Dealing With the Queen Bee Syndrome

Created By Kinjal Darukhanawala On 20 May, 2009

List all Experiences:

Added By Kinjal Darukhanawala On May 20, 2009, 12:00 am
Country: India
Have you ever been in an argument and behaved like your life depends on winning it? Worse, have you noticed two people in a sharp discussion trying to prove different points? It's bizarre if not outright scary.

The other day I was reading an article on a popular entertainment website wherein a contributor had mentioned how she likes actress A so much more than actress B. Then, in the comment section, the real fun began. There were people who unapologetically denied her viewpoint and others accused her of being gay! I was truly amazed. Here is a page where complete strangers are fumed and agitated, fighting over two women, who don't even know that they exist!

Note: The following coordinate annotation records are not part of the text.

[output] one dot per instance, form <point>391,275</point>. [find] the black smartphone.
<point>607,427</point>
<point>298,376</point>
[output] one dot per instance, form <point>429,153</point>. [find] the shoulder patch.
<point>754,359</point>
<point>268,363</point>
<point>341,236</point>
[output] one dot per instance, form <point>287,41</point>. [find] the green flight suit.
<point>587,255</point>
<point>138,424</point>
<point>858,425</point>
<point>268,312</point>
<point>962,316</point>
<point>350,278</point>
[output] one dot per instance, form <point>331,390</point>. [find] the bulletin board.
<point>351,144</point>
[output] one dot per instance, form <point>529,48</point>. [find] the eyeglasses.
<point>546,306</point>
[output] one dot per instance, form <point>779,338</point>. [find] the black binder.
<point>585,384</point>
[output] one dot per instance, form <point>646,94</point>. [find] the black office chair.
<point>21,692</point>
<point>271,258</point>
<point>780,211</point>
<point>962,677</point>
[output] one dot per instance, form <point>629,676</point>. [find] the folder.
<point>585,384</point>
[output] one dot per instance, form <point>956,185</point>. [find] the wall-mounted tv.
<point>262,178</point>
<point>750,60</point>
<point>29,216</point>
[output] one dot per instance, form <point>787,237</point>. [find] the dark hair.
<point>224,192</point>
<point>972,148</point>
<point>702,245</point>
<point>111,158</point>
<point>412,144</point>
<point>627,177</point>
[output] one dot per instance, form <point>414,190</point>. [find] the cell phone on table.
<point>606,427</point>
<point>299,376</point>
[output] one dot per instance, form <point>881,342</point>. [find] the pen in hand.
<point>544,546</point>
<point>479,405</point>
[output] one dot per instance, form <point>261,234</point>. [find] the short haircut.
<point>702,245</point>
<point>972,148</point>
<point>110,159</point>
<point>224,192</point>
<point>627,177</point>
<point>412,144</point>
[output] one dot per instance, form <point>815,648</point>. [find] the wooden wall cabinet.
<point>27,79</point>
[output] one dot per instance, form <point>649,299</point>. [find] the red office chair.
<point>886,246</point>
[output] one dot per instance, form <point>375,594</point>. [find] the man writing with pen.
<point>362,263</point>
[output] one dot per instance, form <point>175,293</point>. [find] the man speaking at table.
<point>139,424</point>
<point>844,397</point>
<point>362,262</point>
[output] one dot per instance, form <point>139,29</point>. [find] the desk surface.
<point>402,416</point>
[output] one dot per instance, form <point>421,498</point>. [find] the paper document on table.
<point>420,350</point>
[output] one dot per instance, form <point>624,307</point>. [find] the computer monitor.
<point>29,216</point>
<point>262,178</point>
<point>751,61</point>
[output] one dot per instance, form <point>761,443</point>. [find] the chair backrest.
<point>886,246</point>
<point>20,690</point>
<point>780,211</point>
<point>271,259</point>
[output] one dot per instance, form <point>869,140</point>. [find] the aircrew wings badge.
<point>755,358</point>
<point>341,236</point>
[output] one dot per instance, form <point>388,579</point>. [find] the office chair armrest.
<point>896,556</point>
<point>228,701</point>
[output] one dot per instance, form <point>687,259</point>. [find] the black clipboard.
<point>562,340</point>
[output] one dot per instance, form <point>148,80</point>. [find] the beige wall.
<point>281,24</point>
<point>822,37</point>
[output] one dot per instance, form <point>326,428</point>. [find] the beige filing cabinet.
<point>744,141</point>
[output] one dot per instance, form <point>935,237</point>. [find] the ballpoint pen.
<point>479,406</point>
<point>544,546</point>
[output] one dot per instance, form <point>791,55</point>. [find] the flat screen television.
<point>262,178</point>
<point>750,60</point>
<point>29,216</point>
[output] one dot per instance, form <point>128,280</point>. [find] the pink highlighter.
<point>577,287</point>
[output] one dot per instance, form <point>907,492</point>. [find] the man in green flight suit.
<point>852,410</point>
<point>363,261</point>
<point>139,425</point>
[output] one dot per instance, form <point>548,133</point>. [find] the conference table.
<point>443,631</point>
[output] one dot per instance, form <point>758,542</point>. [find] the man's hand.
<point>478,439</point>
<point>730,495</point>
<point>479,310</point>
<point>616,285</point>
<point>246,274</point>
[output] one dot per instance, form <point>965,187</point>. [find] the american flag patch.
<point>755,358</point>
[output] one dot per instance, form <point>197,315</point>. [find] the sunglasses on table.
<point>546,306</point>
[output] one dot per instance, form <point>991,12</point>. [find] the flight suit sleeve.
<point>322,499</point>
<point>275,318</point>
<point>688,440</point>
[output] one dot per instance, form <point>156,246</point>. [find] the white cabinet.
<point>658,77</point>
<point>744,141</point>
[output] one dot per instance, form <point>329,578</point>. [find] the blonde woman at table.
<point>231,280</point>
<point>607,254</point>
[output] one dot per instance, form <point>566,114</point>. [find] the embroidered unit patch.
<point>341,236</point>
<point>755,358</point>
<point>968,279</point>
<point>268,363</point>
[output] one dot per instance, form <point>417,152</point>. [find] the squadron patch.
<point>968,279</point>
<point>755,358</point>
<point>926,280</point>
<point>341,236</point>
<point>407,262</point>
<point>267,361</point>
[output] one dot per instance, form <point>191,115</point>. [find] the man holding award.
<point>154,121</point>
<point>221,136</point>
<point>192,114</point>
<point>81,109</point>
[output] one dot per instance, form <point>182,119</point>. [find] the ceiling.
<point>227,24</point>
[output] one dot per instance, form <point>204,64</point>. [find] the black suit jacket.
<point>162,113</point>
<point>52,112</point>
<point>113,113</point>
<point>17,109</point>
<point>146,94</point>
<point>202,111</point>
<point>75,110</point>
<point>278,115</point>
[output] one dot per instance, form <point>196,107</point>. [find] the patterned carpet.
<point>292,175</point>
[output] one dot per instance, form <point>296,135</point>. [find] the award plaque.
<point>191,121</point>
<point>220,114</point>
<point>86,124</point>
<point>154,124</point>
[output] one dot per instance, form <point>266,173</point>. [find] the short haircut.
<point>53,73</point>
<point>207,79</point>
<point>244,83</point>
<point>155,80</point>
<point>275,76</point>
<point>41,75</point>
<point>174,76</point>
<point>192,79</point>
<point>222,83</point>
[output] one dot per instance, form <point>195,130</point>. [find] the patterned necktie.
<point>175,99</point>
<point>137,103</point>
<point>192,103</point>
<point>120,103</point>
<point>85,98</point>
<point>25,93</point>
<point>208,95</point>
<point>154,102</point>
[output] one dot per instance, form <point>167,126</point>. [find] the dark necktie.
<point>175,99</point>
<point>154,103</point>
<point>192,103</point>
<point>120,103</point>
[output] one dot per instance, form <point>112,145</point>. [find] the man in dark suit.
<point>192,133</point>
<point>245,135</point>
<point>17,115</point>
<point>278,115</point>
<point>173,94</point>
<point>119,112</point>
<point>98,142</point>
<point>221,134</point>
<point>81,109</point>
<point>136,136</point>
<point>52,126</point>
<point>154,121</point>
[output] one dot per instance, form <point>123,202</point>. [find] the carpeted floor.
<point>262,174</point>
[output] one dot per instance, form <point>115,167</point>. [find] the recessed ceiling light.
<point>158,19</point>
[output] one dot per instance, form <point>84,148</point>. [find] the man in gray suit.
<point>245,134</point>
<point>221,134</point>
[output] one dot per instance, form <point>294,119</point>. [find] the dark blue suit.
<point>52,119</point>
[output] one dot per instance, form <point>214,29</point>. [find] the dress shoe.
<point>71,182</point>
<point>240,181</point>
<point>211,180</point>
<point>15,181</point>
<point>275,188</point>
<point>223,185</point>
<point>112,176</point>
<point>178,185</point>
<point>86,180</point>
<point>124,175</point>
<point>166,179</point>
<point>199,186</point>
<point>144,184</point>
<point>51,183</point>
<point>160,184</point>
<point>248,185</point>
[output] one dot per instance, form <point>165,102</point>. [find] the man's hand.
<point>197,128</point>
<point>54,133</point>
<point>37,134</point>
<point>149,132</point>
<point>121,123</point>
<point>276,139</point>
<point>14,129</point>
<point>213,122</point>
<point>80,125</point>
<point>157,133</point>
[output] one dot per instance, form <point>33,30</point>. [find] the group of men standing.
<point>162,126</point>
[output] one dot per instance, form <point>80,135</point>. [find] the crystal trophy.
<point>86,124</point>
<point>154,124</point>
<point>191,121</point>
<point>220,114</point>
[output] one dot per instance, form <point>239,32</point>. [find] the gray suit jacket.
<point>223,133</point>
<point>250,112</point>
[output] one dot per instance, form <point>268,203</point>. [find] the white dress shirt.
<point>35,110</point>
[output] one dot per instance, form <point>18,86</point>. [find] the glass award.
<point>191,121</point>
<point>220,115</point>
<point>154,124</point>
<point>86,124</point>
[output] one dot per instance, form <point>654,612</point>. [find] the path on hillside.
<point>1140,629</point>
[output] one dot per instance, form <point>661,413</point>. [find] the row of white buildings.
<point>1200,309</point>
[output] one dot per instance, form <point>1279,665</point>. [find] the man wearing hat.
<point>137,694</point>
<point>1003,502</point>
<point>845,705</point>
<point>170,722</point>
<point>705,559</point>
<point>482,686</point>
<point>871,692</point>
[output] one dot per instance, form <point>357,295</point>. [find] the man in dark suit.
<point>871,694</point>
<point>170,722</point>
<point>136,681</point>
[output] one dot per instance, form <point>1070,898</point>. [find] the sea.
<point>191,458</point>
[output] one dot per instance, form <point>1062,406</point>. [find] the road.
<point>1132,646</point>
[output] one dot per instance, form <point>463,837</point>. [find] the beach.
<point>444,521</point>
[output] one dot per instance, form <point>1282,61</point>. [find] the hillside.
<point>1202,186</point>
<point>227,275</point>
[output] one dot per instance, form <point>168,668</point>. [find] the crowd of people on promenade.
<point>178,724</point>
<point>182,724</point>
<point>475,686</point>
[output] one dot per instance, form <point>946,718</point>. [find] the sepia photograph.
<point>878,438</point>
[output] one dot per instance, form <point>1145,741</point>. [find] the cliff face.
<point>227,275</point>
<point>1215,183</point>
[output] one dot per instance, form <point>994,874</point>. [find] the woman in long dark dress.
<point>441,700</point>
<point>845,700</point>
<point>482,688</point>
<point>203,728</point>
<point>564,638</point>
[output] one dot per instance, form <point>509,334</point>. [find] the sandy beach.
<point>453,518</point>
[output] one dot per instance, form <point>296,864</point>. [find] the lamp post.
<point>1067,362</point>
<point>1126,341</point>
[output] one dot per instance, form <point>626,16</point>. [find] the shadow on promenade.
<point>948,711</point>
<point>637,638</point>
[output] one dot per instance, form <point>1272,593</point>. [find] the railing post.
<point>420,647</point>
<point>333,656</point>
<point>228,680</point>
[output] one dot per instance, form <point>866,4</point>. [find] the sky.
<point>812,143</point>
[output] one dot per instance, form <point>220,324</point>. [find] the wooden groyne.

But then our day to day arguments aren't any different. This sort of behavior is highly prominent in offices also, especially in small teams with one leader. And if by chance a person refuses to follow "You don't tell me what to do, I tell you what to do" rule, then God save the team members from the havoc. In such cases, the work and deadlines take the backseat and over inflated egos immediately come in the driver's seat.

A typical Taurean, I used to hate it when these stubborn egoistic individuals used to have it their way. I used to spend endless amount of energy and time trying to prove how what they are doing is so wrong. Conclusion? Nothing did really change. At the most I could guard the way their interaction changed with me, but my motive of making them realize what was going on failed miserably.

Situations that often happen in our lives may not always be in our control. Sometimes because of the relationship we share with the other person we may feel completely tongue tied to point out a certain behavior pattern. There is, however, a fine line between having a difference of opinion and trying to bash someone else's point of view. And the people on the other side have years and years of experience in making sure that they always have the last word.

Some may do it very cunningly, while others, the more insensitive ones will just do it without inhibitions or calculations. But then who can attack you if you are not standing there in an "I am ready to defend myself position". The ego in you or in others bloats only when it is fed. If we don't defend then how will the fight ever happen? I mean, shadow fighting can't go on forever, can it?

I also had to learn this the hard way. At first, I would prepare myself in advance during a meeting with a person suffering from the Queen Bee Syndrome. I would tell myself, that this time around I will make sure that he (usually she) doesn't act smart. But then I realized an important thing. Am I not giving out too much power by doing this? I am still not quite there yet, but every now and then, I catch myself and immediately undo the defending position I am standing in.